Ultrafiltration membrane is a kind of porous membrane with super "screening" separation function. Its aperture is only a few nanometers to tens of nanometers, that is, only 1 ‰ of a hair! When proper pressure is applied to one side of the membrane, solute molecules larger than the pore size can be screened out to separate particles with molecular weight greater than 500 daltons and particle size greater than 2 ~ 20 nm. The structure of ultrafiltration membrane can be divided into symmetrical and asymmetric. The former is isotropic, without cortex, and the pores in all directions are the same, belonging to deep filtration; The latter has a dense surface layer and a bottom layer dominated by finger structure. The thickness of the surface layer is 0.1 μ m or less, and has ordered micropores. The thickness of the bottom layer is 200 ~ 250 μ m, which belongs to surface filtration. The ultrafiltration membrane used in industry is generally asymmetric membrane. The membrane materials of ultrafiltration membrane mainly include cellulose and its derivatives, polycarbonate, polyvinyl chloride, polyvinylidene fluoride, polysulfone, polyacrylonitrile, polyamide, polysulfone amide, sulfonated polysulfone, crosslinked polyvinyl alcohol, modified acrylic polymer, etc.

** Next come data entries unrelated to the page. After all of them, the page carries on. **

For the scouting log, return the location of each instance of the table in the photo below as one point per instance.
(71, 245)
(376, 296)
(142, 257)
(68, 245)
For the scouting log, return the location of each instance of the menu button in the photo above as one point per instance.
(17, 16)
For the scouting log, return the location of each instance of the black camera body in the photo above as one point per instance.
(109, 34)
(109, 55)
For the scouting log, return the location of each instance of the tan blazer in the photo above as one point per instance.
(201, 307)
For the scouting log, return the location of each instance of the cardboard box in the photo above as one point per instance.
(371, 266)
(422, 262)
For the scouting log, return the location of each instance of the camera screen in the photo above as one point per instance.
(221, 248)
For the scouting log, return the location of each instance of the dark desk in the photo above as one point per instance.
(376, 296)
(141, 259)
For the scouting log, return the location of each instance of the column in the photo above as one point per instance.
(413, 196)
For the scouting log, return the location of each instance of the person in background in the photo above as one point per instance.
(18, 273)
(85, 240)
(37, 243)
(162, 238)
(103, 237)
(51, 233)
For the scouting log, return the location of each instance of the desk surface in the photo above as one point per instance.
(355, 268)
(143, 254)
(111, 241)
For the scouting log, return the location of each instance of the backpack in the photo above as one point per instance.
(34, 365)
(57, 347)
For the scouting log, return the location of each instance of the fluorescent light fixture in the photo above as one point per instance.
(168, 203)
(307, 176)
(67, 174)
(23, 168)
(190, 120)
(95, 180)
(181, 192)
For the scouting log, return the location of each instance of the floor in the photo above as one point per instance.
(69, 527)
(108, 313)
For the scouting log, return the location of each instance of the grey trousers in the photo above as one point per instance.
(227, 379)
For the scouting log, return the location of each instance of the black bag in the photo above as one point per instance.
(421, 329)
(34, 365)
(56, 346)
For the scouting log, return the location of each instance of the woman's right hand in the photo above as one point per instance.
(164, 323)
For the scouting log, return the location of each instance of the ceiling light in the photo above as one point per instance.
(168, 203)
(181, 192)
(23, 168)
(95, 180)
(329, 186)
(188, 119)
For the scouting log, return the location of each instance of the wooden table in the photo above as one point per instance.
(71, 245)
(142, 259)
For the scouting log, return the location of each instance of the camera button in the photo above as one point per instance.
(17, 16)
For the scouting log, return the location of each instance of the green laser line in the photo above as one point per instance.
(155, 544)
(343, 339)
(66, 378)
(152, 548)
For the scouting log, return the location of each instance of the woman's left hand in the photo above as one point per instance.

Ultrafiltration membrane is one of the earliest developed polymer separation membranes. The ultrafiltration device was industrialized in the 1960s. Ultrafiltration membrane is widely used in industry and has become one of the new chemical unit operations. It is used to separate, concentrate and purify biological products, pharmaceutical products and food industry; It is also used as a terminal treatment device in blood treatment, wastewater treatment and ultrapure water preparation. In China, ultrafiltration membrane has been successfully used to concentrate and purify Chinese herbal medicine. With the progress of technology, the screening function of ultrafiltration membrane will be improved and strengthened, and its contribution to human society will be greater and greater.